= York Green Belt =

Urban regulation and planning policy

Green belt showing extents, districts and counties.

The City of York Green Belt is an environmental and planning policy that regulates the rural space within the Yorkshire and the Humber region of England. The York city green belt is within the county of North Yorkshire. The policy's core function is to manage development around York and the surrounding area, preserving its setting and historic character, discouraging urban sprawl, and the convergence of outer villages into the city's built up areas. It is managed by local planning authorities on guidance from central government.

== Purpose ==
There are five aims for the green belt around York:

- Maintain the city's historic setting and character;
- Keep the urban sprawl of York in check;
- Preserve the surrounding countryside from development;
- Stop nearby settlements converging towards each other;
- Promoting the recycling of brownfield or other urban land.

==Geography==
Formally created in 1980 after being an interim policy since the 1950s, the local development plan defines the green belt outer edge as being 'about 6 miles from York'. Land area taken up by the green belt is 25,553 ha hectares (0.2% of the total land area of England (2010). The green belt nearly covers the city except for built-up area and larger surrounding villages.

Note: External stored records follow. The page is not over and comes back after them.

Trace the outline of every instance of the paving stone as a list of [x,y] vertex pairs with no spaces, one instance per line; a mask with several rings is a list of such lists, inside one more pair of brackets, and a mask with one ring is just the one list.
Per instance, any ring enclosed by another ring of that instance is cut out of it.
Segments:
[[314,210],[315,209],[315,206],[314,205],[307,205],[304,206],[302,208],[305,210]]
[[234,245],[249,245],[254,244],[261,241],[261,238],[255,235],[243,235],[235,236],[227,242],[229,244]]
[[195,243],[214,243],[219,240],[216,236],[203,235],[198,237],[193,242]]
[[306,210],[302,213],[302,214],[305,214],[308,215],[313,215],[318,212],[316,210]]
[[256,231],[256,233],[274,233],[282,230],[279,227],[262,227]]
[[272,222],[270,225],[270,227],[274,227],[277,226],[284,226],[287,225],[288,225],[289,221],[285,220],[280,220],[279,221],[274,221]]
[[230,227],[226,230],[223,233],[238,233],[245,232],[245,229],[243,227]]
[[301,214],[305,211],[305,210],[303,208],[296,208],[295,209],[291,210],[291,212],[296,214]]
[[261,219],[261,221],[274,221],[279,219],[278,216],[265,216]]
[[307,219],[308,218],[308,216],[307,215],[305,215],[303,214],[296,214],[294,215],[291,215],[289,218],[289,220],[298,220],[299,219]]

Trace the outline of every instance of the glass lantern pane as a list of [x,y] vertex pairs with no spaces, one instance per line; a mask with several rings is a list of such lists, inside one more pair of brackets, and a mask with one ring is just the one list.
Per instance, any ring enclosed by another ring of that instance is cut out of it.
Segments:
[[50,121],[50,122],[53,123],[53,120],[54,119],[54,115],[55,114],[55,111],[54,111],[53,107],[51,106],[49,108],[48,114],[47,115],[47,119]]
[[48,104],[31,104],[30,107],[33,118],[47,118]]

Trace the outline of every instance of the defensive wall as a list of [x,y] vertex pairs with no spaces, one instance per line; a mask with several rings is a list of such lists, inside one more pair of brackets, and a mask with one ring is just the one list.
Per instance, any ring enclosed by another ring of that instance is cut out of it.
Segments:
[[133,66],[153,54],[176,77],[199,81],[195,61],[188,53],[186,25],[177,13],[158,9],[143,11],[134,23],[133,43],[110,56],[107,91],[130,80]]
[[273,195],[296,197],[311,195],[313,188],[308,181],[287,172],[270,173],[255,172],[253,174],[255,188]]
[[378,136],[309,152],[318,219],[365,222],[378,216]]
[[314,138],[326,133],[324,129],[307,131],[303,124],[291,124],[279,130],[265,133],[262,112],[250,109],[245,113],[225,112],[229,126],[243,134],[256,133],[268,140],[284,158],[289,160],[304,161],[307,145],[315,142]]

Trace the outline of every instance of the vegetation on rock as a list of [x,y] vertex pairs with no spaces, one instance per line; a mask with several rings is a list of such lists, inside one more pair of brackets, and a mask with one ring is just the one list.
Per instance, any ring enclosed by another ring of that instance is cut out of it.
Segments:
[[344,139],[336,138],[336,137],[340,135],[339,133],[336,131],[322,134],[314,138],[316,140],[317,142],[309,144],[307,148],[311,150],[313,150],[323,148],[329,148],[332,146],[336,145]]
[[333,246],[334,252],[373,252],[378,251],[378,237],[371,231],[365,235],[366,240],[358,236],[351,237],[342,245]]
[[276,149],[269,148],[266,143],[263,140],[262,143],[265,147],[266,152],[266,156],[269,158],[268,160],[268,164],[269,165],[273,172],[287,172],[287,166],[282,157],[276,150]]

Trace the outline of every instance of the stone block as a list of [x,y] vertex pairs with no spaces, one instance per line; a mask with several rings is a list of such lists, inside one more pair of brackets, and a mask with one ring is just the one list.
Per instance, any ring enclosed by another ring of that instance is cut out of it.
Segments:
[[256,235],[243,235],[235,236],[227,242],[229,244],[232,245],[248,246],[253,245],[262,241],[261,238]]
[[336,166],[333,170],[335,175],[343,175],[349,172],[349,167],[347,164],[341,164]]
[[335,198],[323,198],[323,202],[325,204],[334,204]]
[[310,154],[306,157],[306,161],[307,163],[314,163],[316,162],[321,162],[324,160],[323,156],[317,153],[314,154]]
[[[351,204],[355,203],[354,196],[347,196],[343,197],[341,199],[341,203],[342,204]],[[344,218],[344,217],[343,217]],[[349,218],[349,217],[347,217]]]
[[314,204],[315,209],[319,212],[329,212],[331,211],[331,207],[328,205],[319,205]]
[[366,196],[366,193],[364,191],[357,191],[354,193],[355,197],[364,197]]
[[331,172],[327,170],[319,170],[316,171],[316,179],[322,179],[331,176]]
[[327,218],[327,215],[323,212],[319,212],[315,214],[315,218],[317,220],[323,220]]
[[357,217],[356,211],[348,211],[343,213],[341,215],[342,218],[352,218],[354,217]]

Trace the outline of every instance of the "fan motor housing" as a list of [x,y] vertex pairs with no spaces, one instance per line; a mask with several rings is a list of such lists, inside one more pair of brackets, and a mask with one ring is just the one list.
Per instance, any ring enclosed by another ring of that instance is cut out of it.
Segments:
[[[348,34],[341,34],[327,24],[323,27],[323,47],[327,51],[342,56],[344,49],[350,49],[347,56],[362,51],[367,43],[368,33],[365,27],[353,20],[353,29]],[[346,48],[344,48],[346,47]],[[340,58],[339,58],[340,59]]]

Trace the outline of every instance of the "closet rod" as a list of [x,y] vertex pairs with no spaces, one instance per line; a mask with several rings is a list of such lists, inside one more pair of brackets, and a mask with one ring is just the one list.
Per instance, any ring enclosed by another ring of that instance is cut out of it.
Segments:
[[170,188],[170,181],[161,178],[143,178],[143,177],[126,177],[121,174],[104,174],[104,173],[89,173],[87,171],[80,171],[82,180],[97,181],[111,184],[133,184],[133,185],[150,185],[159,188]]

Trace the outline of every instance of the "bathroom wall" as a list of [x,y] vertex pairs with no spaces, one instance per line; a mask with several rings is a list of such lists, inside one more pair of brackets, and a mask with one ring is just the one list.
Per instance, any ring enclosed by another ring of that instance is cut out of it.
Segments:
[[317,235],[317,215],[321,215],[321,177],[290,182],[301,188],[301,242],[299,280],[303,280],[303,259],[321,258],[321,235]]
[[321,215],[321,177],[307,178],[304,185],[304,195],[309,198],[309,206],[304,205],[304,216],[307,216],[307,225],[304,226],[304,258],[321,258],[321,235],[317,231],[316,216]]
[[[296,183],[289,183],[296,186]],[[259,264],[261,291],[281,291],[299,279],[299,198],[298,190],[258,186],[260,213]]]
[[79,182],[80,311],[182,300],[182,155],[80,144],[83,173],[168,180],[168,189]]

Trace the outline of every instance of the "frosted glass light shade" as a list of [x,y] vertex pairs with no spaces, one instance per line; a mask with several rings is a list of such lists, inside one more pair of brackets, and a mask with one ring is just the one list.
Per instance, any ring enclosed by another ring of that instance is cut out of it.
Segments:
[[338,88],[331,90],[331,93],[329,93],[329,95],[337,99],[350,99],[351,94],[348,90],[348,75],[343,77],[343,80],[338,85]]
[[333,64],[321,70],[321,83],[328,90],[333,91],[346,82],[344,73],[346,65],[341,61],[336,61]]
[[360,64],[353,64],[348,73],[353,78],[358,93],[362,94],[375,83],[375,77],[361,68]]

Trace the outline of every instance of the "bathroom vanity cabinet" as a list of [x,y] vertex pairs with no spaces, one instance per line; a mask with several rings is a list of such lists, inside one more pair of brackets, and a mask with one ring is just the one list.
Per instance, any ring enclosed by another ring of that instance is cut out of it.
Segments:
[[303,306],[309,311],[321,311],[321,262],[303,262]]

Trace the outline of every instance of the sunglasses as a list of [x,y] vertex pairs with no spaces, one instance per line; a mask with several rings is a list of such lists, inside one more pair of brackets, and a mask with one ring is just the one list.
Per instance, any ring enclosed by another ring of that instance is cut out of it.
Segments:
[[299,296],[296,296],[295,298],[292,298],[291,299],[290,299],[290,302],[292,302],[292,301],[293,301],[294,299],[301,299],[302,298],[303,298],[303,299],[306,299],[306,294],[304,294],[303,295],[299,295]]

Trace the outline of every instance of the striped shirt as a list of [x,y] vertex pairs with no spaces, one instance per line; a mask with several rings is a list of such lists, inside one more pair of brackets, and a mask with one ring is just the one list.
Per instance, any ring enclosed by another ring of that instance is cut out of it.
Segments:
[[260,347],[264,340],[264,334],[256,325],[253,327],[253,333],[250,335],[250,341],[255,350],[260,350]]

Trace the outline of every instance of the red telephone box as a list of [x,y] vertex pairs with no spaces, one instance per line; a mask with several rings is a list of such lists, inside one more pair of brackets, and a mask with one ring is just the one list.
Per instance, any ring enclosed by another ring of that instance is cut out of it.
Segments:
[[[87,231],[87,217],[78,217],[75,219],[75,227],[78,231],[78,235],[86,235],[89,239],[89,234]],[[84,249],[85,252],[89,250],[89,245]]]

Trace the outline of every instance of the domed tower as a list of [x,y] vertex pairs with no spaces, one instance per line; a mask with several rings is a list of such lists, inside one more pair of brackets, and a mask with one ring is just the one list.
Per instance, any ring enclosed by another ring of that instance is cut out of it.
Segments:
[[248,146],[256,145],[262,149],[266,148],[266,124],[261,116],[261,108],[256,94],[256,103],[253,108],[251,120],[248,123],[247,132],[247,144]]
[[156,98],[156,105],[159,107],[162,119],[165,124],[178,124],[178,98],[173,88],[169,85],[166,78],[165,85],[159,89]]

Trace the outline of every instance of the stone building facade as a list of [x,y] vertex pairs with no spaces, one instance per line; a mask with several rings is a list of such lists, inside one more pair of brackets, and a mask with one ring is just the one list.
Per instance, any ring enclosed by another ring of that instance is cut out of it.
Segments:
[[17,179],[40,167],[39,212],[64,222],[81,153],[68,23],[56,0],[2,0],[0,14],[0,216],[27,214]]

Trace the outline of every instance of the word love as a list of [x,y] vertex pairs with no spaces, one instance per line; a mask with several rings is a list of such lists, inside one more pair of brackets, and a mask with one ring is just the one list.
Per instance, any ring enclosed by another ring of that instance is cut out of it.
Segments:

It extends into the North Yorkshire district and surrounds the city, responsibility and co-ordination lies with the city and North Yorkshire district councils. The rural areas and smaller villages of the district are "washed over" by the green belt, meaning there is limited development scope in these areas: Acaster Malbis, Askham Bryan, Askham Richard, Deighton, Heslington, Hessay, Holtby, Hopgrove, Knapton, Murton, Naburn and Rufforth.